Fechou os olhos perdendo a consciência lentamente e a viu, linda e triste, porque estaria triste? Não sorria pra ele, os olhos tinham um brilho de desapontamento, porque? Ela lhe estendeu a mão, ele a segurou com fervor e devoção, um abraço apertado fundindo os corpos, quebrando a barreira entre a vida e a morte. Estaria ele já morto?

Afastou-se um pouco, afrouxando o abraço, segurou o rosto dela com as duas mãos, alisando a pele macia tão fria, ela parecia um anjo, seus cabelos brilhavam como auréolas, convidativos ao toque. Celestial. Com a ponta dos dedos, Oliver desenhava e reconhecia seu corpo novamente, os lábios pronunciaram palavras sussurradas com clamor:

"— Senti sua falta." — e a beijou. O beijo falava de saudade, de paixão e amor, clamava pela alma, buscava a rendição. O beijo tinha sabor de vida.

Com as testas unidas, a respiração acelerada, Oliver sentiu-se feliz, estava onde queria estar, nos braços dela, era onde ele pertencia, onde eles se pertenciam.

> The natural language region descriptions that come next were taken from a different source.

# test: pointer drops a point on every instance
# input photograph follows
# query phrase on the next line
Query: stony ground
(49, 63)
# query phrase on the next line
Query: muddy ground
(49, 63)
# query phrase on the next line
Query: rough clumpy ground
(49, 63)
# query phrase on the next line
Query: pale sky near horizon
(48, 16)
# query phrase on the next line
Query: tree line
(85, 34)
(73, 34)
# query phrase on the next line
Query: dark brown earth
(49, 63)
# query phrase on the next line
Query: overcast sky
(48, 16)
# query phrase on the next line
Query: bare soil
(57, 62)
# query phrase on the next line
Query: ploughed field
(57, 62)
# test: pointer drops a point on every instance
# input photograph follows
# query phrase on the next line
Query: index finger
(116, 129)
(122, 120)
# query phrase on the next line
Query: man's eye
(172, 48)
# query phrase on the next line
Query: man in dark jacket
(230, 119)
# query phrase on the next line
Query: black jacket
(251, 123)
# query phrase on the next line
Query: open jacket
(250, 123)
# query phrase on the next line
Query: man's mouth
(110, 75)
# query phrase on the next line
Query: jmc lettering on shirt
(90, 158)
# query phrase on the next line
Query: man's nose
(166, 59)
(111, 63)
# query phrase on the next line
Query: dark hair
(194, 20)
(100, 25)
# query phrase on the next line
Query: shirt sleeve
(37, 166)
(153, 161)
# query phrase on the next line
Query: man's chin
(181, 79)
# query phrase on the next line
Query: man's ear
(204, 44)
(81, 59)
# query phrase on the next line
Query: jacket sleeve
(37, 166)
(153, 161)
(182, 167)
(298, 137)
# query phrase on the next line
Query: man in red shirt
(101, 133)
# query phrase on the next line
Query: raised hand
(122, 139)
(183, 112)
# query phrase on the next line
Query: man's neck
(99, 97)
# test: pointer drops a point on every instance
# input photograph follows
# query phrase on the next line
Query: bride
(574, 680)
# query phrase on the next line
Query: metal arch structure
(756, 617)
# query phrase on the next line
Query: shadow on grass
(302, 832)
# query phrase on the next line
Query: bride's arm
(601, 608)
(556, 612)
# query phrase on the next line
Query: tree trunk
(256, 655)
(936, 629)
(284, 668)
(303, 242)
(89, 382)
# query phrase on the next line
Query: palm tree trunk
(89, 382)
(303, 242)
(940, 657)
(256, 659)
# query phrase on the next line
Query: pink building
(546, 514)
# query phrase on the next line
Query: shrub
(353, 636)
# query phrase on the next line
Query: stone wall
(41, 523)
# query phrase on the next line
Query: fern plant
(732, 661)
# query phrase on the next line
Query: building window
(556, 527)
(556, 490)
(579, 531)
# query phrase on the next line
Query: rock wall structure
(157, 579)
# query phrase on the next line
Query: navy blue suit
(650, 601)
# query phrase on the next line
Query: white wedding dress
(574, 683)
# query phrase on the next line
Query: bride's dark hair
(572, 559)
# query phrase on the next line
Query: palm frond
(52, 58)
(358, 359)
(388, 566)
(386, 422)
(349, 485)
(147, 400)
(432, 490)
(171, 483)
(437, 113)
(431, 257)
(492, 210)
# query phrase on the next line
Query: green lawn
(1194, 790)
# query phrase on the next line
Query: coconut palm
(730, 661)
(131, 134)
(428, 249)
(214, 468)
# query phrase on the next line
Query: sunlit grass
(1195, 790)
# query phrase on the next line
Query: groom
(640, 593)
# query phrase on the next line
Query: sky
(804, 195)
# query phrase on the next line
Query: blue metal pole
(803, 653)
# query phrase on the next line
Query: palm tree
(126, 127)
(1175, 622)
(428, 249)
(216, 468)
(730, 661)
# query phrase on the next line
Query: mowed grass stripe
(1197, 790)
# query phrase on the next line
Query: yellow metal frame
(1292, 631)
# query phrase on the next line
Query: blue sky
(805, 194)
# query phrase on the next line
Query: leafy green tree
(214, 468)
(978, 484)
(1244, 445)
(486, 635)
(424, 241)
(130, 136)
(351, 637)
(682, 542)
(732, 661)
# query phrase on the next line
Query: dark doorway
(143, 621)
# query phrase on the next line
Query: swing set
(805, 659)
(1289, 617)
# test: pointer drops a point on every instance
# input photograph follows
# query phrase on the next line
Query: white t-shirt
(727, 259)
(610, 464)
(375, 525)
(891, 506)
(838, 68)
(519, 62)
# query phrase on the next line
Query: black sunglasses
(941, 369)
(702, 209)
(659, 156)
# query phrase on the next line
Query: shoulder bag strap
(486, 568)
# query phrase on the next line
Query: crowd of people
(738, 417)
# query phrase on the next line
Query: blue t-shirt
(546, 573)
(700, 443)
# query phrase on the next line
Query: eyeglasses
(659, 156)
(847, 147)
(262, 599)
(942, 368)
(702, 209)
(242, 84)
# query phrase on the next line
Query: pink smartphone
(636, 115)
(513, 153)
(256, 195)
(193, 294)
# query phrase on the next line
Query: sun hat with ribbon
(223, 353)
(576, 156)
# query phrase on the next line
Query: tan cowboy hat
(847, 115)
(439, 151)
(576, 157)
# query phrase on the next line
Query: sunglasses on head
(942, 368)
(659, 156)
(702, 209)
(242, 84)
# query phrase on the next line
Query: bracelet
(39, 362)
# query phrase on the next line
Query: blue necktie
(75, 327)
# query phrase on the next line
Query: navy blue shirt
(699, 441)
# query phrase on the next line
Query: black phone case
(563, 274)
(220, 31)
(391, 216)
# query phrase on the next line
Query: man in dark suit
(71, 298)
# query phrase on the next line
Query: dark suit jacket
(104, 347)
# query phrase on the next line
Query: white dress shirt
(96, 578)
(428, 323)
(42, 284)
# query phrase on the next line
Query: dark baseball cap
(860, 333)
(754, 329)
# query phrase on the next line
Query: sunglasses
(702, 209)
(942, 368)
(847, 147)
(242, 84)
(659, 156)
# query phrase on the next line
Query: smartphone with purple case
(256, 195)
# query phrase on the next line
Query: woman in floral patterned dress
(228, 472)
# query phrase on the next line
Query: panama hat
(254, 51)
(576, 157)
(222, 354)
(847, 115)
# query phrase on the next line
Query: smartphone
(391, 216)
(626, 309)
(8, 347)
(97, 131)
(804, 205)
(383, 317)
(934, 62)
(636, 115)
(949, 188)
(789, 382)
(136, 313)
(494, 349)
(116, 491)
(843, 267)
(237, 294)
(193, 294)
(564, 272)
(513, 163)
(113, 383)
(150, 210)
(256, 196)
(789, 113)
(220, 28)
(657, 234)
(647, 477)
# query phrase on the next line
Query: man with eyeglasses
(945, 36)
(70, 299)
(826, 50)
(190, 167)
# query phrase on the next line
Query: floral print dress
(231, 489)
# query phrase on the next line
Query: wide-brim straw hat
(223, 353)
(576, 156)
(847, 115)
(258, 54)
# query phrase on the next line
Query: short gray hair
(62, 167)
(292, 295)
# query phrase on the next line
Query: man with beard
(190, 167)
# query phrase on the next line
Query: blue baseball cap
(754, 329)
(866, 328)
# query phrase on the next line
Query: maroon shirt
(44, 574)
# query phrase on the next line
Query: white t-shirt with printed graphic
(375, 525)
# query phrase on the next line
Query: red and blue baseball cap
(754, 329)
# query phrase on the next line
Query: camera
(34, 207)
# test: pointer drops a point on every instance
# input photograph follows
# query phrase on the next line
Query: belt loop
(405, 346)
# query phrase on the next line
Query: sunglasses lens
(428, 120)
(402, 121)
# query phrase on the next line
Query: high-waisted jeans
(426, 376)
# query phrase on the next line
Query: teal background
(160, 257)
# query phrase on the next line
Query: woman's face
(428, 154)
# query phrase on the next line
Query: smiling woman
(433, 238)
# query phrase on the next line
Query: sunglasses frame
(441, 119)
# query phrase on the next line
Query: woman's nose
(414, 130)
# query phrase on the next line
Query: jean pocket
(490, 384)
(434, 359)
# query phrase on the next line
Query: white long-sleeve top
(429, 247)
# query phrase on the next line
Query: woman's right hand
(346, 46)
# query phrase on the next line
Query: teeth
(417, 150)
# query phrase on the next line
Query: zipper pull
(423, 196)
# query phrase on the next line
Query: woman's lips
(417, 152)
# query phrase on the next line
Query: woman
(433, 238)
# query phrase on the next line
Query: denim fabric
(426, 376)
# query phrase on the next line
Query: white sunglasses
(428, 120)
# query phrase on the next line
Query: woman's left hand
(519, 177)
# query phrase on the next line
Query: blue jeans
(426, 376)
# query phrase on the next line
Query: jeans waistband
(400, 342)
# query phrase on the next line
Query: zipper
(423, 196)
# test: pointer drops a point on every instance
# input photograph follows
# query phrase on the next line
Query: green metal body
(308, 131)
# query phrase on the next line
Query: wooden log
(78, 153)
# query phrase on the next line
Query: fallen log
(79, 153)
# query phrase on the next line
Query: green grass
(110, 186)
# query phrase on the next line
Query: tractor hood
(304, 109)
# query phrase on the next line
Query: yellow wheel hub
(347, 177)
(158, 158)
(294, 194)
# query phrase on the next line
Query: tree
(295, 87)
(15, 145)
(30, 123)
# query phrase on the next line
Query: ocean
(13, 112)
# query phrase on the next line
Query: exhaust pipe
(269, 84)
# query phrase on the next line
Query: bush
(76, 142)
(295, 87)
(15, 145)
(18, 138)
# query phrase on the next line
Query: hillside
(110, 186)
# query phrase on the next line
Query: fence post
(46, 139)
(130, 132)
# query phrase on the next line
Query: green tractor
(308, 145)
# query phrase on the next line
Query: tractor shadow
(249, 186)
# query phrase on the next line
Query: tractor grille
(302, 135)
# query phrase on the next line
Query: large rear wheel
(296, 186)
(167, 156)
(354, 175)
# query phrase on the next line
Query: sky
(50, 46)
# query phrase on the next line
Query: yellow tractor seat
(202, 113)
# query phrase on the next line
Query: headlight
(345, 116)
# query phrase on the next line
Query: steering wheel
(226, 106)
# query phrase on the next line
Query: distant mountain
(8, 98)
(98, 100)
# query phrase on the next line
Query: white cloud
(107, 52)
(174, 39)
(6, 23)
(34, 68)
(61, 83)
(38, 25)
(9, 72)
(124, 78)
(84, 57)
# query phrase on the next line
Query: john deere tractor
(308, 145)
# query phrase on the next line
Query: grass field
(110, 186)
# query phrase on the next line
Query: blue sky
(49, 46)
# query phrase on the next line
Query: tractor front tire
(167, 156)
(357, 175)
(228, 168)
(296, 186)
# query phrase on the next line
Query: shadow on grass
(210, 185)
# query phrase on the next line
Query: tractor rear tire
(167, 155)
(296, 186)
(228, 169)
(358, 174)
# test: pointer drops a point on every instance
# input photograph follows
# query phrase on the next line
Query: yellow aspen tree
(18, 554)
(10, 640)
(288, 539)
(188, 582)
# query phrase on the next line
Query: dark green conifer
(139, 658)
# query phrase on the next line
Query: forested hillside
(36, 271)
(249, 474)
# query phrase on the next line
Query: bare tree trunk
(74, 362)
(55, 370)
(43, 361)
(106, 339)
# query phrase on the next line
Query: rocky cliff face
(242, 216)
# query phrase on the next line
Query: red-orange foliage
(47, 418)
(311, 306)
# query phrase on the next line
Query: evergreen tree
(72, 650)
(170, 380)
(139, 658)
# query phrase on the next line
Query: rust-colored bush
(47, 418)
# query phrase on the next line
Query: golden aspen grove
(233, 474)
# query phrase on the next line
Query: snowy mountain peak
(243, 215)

Pra sempre.

Quando Felicity falou sua voz saiu melodiosa, uma sinfonia apaixonada. Angelical. Profunda. Surreal.

— Oliver, meu amor. Não desista, não agora. Você tem ainda tantas coisas pra fazer, tantas pessoas pra proteger, não desista dessas pessoas, elas precisam de você. — Ele a ouvia mas não entendia, não queria entender e não queria voltar, não agora que estava com ela. Esse encontro com a morte havia lhe rendido o encontro com a sua garota. — Oliver, quero que saiba que te amarei por toda a sua vida, não deixe que essa vida acabe agora. Lute. Não desista! Eu te amo.

"O SOFRIMENTO É PASSAGEIRO, DESISTIR É PARA SEMPRE". (Lance Armstrong)

Será que ela não entendia que sem ela, ele estava quebrado? Perdido? Desamparado?

Morto?

Felicity o olhava com ternura, parecia enxergar um herói, parecia viver por esse herói. Oliver não se sentia assim, sentia-se egoísta, vilão de sua própria história por escolher a morte, por desistir de lutar.

Ele abaixou a cabeça, pensativo, vencido! Agora sentia medo das escolhas. Medo de falhar novamente com Felicity.

— Olhe pra mim Oliver, e diga o que você vê?

Ele estava confuso, sentia dor, muita dor, física e emocional. E ele enxergava apenas ela, linda e viva, pra ele. Luminosa.

— Eu vejo você, apenas você. Comigo e em mim! — A declaração soou apaixonada e desesperada. Ele estava desesperado pra ficar com ela. Pra morrer por ela!

Uma lágrima solitária rolou pela face de Felicity, ele acolheu aquela gota com o dedo, afagando sua pele. Memorizando a textura delicada.

Ela engasgou com o sofrimento dele. Com a esperança dele. Com o toque dele.

— Não Oliver, o que você vê é uma ilusão, uma sombra do que fui. Eu estou morta! MORTA! — Ela estava sendo cruel, era a única maneira dele entender e querer viver. — E a única forma de viver é se você viver também, nas suas lembranças, em recordações, nos nossos momentos juntos, no seu coração. Revivendo em você. Não deixe que tudo o que vivemos seja em vão. Não mate o nosso amor! Viva Oliver! Por você, por mim, por nós! VIVA! AGORA!

Sob as mãos de Diggle, depois de uma massagem cardíaca, ele voltou, um grito cortou o silêncio. — NÃO!—

Ele acordou... estava vivo, novamente. Sem ela. Novamente.— E chorou, a vida, a morte, a falta dela. Um choro enfurecido. Dig falava aliviado, mas Oliver não ouvia, apenas a voz da Felicity estava em sua mente, repetidamente: — "VIVA! AGORA!"

Sem ela, ele viveria ou apenas sobreviveria?


Quando se recuperou Oliver foi visitar mais uma vez Felicity, percorreu o mesmo caminho que levava à ela agora com paz e tranquilidade. Os pássaros cantavam em harmonia com o seu coração, o sol brilhava como se acolhesse uma nova vida. Ele já não estava tão atormentado pela dor, aceitou-a, convivendo a cada dia com a ausência dela. Difícil.Sobreviveria.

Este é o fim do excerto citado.